SAIS Explainer Series: Impeachment
The new SAIS Observer Explainer Series aims to help SAIS students understand the most complex issues of the day. No politics — just the facts.
November 12, 2019
By: Ryan Grace
On September 24, Speaker of the House Nancy Pelosi announced an impeachment inquiry into President Donald Trump. The impetus for this move was a whistleblower report from within the intelligence community detailing a phone call between Trump and Ukrainian President Volodymyr Zelensky. Democrats have alleged that President Trump threatened to withhold U.S. military aid to Ukraine unless Zelensky agreed to open an investigation into the business dealings of Hunter Biden, son of Democratic presidential candidate Joe Biden.
Congressional efforts to investigate this affair, led by House Intelligence Committee Chairman Adam Schiff, have thus far relied on various State Department and government officials’ testimony regarding the President’s actions. The focus of the investigation revolves around a few central questions:
- Did the White House make a meeting between Trump and Zelensky conditional on Ukraine launching investigations into Hunter Biden?
- Did Ukraine have reason to believe that military aid was being withheld unless Ukraine initiated the investigations requested by Trump?
- Has there been a cover-up of the basic facts of Trump’s conduct?
The White House has repeatedly attempted to stymie the Congressional investigation, seeking to prevent various officials, among them Ambassador to the European Union Gordon Sondland and White House Counsel Don McGahn, from testifying. As more details of the scheme to discredit the Bidens come to light, Trump has taken to Twitter to call the investigation’s legitimacy into question and accuse the Democrats of leading “compromised kangaroo courts.” Public impeachment hearings have already begun, and with them a deluge of media coverage. It is easy to be overwhelmed by all of this information. As such, here are some key elements you should know about the process:
Impeachment is the legal mechanism by which Congress can remove a president from power should lawmakers decide the president has committed “treason, bribery, or other high crimes and misdemeanors.” It is important to note that the phrase “high crimes and misdemeanors” does not necessarily relate to illegal behavior. Rather, it is commonly understood as being in reference to violations of the president’s oath of office. Historically, the only two U.S. presidents have ever been impeached — Andrew Johnson in 1868 and Bill Clinton in 1998 — were ultimately acquitted and completed their terms in office. Amidst the Watergate scandal in 1974, Richard Nixon resigned prior to official impeachment proceedings.

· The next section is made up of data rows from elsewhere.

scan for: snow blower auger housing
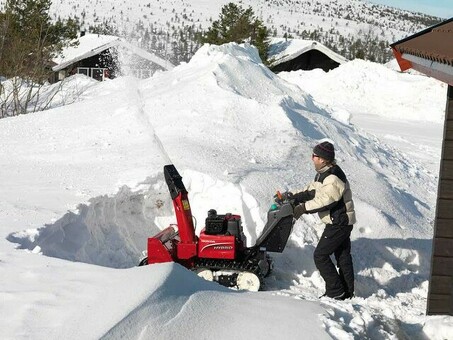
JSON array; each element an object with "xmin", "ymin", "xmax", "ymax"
[{"xmin": 139, "ymin": 164, "xmax": 294, "ymax": 291}]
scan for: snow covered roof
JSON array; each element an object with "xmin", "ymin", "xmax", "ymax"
[
  {"xmin": 269, "ymin": 38, "xmax": 348, "ymax": 67},
  {"xmin": 52, "ymin": 34, "xmax": 174, "ymax": 71},
  {"xmin": 391, "ymin": 18, "xmax": 453, "ymax": 85}
]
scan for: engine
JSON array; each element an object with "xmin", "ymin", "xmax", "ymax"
[{"xmin": 198, "ymin": 209, "xmax": 246, "ymax": 260}]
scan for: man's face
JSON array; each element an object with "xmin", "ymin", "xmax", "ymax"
[{"xmin": 311, "ymin": 154, "xmax": 326, "ymax": 170}]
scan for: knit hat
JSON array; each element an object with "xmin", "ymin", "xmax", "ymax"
[{"xmin": 313, "ymin": 142, "xmax": 335, "ymax": 162}]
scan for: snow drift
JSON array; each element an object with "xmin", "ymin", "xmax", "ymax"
[{"xmin": 0, "ymin": 44, "xmax": 450, "ymax": 338}]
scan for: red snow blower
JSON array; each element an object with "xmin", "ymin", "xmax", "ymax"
[{"xmin": 139, "ymin": 164, "xmax": 294, "ymax": 291}]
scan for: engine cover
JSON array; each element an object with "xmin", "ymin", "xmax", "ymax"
[{"xmin": 198, "ymin": 229, "xmax": 238, "ymax": 260}]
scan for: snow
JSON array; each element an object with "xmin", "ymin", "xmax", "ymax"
[{"xmin": 0, "ymin": 44, "xmax": 453, "ymax": 339}]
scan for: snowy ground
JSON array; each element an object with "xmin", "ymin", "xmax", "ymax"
[{"xmin": 0, "ymin": 44, "xmax": 453, "ymax": 339}]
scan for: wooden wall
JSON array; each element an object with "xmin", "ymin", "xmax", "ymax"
[{"xmin": 426, "ymin": 85, "xmax": 453, "ymax": 315}]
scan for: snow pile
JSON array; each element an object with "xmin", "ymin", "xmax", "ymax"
[{"xmin": 0, "ymin": 44, "xmax": 453, "ymax": 339}]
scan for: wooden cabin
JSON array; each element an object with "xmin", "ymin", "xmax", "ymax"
[
  {"xmin": 50, "ymin": 34, "xmax": 174, "ymax": 83},
  {"xmin": 268, "ymin": 38, "xmax": 348, "ymax": 73},
  {"xmin": 391, "ymin": 18, "xmax": 453, "ymax": 315}
]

Impeachment proceedings begin with the Speaker of the House declaring an inquiry, as Pelosi did in September. The House then organizes a commission to investigate the president and drafts a list of accusations, known as articles of impeachment. If a simple majority in the House votes “yes” on any of the proposed articles the Senate must then form a trial body presided over by the Chief Justice of the Supreme Court. In the resulting trial, the president is removed from office only if two-thirds of the Senate vote to convict.
Pelosi’s announcement of an impeachment inquiry followed months of Democratic lawmakers pushing for Congressional action. With roughly a year before the 2020 election, and just a few months ahead of the first caucuses, the inquiry’s timing introduces a variety of complications. According to SAIS Professor Steven Schneebaum, “time is not on the Democrats’ side,” as they would likely want to finish the proceedings by December of 2019. If the trial were to drag on into 2020, presidential hopefuls currently in the Senate would need to serve as jurors in the case, distracting them from early caucuses in Iowa and New Hampshire.
Furthermore, a lengthy trial, or one that accuses the President of a laundry list of offenses, may have the effect of turning public opinion in favor of the president. Trump and his supporters have tended to promote a narrative of victimization, in which Democrats have subjected him to constant “witch-hunts.” As such, Democrats face a dilemma in deciding the scope and substance of the investigation. “The broader the net they cast, the more it looks like they are victimizing him,” explained Schneebaum. Efforts to go beyond the Ukraine investigation, which could result in a more damning case against President Trump, also run the risk of galvanizing his supporters and swaying impeachment votes.
Through the coming weeks, Congressional Democrats’ plans for impeachment will gradually become clear to the public. For now, we can be confident that the road to 2020 will be one full of dramatic twists and turns.
Editor’s Note: December 18th the House of Representatives passed two articles of impeachment, making Donald Trump the third president to be impeached. The first article, “abuse of power,” passed by a simple majority (230-197-1) along party lines. The second article, “obstruction of congress,” also passed in a similar manner down the political aisle (229-198-1). In 2020 the impeachment will move to a trial in the Senate, where a two-thirds majority vote is needed to remove the president from office. At the time of publication, Nancy Pelosi, the Speaker of the House, intends to delay the trial until an agreement can be made with Senate Republicans regarding the nature of the trial and the approved list of witnesses to testify.